Published on August 1st, 2012 | by Mark Erickson
Central serous retinopathy
Central serous retinopathy (CSR) is an eye disorder that is found most commonly in young men, 20 to 50 years of age.
Symptoms usually include a rather sudden onset of blurred vision in one eye, minification of images, reduced color vision, or a central “blind spot” in the involved eye.
The exact cause of the condition is unknown, but the disorder is characterized by “leakage” of fluid in the central macula (see illustration). Patients with CSR, also called central serous choroidopathy (CSCR), generally have vision in the 20/20 to 20/100 range and a serous (clear fluid) retinal detachment may be discovered by the examining ophthalmologist. A fluorescein angiogram may be used to confirm the diagnosis. Type A personalities and systemic hypertension may be associated with CSR.
Patients diagnosed with CSR generally have a good prognosis for recovery of vision, though the condition may take six months or more to resolve. Recurrence of leakage is quite common.

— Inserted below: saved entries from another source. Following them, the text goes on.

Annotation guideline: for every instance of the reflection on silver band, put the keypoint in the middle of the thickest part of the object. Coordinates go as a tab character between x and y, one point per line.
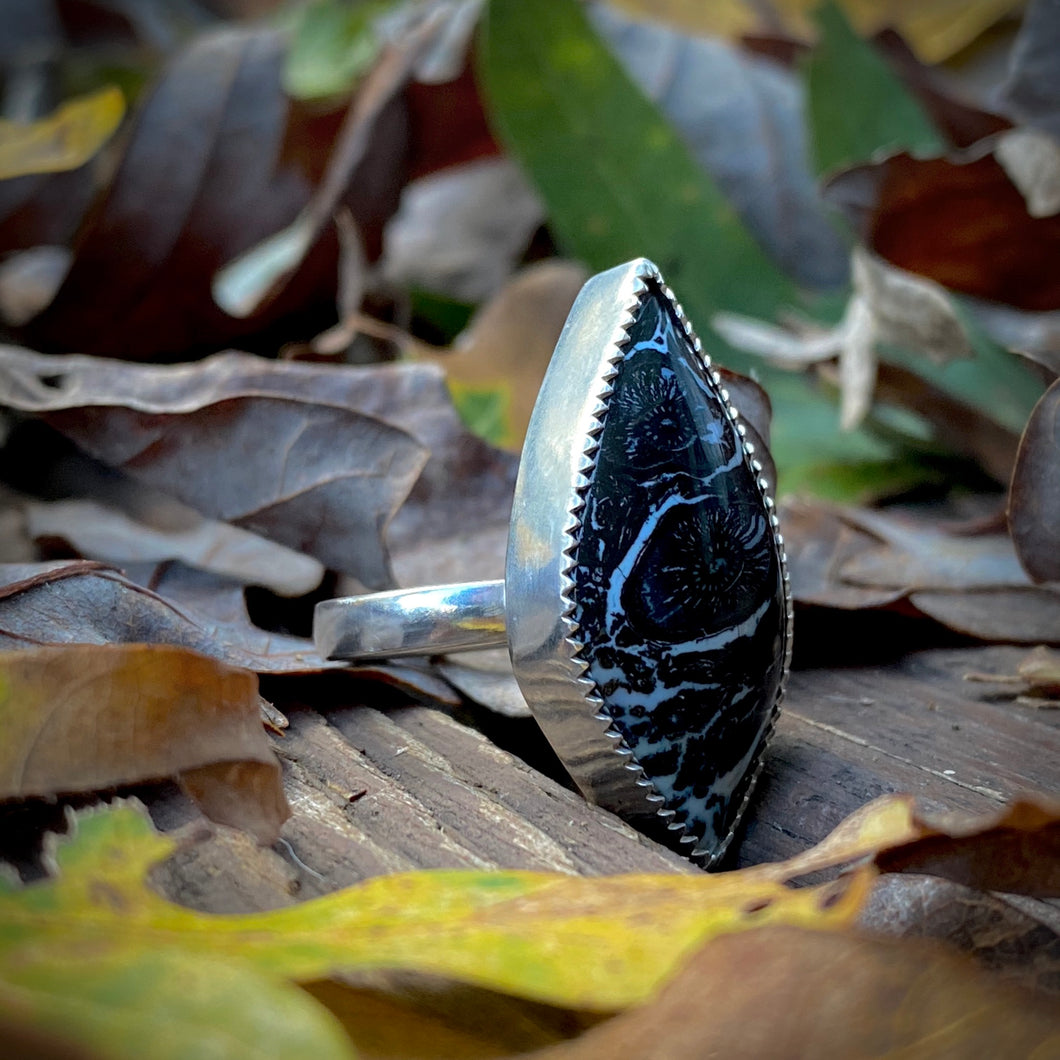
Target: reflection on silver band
421	621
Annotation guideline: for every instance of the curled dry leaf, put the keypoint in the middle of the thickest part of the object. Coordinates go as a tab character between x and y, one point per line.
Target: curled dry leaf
1031	159
295	453
1034	498
86	602
742	119
1014	850
802	993
84	718
851	559
1036	682
1000	935
100	532
1032	89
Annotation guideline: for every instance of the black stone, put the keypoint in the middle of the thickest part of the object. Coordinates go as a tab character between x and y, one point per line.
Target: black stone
678	595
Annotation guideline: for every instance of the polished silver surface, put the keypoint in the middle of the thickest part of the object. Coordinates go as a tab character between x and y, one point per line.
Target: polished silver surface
557	458
423	621
534	600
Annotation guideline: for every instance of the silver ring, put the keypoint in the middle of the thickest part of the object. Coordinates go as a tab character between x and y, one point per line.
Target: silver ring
646	602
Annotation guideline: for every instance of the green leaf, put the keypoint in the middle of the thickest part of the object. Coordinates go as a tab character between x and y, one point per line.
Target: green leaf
486	410
334	43
620	183
858	106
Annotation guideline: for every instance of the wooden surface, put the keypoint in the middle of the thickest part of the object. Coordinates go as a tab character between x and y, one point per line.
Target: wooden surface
377	792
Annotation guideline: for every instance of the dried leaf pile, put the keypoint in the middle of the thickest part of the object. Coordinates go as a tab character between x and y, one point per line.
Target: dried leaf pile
279	282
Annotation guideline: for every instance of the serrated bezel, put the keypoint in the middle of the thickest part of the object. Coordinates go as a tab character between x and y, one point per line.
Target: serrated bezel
558	461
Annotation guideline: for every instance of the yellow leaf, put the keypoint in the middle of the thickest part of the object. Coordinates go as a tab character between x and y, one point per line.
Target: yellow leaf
787	992
64	140
935	29
594	943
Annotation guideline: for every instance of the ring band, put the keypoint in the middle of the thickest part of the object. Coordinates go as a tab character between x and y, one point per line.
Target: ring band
646	602
433	620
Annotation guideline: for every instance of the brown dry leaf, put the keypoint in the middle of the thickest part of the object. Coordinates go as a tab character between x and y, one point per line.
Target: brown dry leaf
1001	936
85	602
1032	88
364	178
1014	850
64	140
959	222
1041	671
96	531
208	170
851	559
818	543
218	160
789	992
295	453
84	718
1034	504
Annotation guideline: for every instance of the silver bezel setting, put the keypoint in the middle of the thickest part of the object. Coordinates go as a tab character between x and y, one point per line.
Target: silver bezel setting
558	462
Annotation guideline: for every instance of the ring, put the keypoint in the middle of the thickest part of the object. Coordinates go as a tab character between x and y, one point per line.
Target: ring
646	601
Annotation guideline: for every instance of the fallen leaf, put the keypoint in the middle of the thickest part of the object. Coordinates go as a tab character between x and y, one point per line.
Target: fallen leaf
804	993
1027	616
742	118
1034	498
210	168
857	105
64	140
568	112
364	176
937	29
958	120
436	1020
460	231
959	222
919	554
29	280
508	345
1036	683
596	943
292	452
166	1004
1031	91
1000	936
84	718
1031	159
100	532
1041	670
851	559
86	602
1017	849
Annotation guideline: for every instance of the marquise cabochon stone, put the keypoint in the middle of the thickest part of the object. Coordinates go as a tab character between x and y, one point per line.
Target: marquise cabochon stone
678	594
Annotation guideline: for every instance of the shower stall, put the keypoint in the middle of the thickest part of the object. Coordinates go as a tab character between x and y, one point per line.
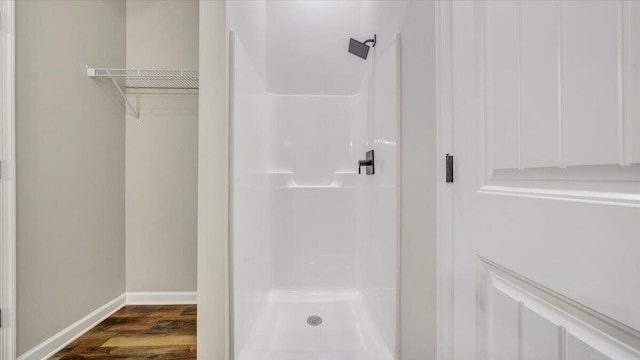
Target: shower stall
313	244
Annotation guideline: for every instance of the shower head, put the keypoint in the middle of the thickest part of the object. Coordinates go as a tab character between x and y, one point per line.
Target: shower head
361	49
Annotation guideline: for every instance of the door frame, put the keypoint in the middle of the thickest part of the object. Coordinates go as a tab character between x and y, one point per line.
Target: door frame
8	183
445	191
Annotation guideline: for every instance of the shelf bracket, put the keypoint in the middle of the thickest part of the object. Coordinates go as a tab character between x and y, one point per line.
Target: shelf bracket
91	72
124	96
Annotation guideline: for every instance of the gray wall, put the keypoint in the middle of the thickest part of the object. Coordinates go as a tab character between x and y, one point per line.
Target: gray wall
70	164
162	151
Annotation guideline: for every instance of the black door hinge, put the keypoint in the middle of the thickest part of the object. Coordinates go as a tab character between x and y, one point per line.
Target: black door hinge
449	168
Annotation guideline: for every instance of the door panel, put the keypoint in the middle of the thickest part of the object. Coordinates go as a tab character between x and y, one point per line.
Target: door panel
547	194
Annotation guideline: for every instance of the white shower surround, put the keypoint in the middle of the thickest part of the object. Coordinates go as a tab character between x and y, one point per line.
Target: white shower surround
307	233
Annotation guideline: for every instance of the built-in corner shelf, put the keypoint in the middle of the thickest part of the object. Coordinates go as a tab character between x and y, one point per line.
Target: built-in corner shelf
146	79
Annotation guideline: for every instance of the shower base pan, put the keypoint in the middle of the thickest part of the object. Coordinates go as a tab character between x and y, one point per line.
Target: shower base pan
314	326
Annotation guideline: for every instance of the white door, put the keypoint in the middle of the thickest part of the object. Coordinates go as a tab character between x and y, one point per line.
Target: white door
546	199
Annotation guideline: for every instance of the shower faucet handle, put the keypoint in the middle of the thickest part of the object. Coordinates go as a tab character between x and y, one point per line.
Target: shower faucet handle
369	164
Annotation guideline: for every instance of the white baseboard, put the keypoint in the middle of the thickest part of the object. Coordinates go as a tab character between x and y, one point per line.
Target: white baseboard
58	341
162	298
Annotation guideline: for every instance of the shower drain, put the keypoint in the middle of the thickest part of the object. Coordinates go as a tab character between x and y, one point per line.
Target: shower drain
314	320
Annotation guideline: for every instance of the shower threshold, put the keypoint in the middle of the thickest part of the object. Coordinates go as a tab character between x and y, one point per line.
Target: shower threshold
298	325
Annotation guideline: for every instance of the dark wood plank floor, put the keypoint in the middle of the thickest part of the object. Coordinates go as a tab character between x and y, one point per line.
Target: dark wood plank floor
139	332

Treatment for central serous retinopathy
Laser photocoagulation (treatment) to the retina may speed recovery of vision, but does not result in better final visual acuity. Laser photocoagulation itself has potential risks, which require careful consideration. Most patients are followed every two months until the condition spontaneously improves. If significant visual loss persists beyond 4-6 months, laser treatment may again be considered. Steroid eye drops may be prescribed to reduce the inflammation caused by leakage.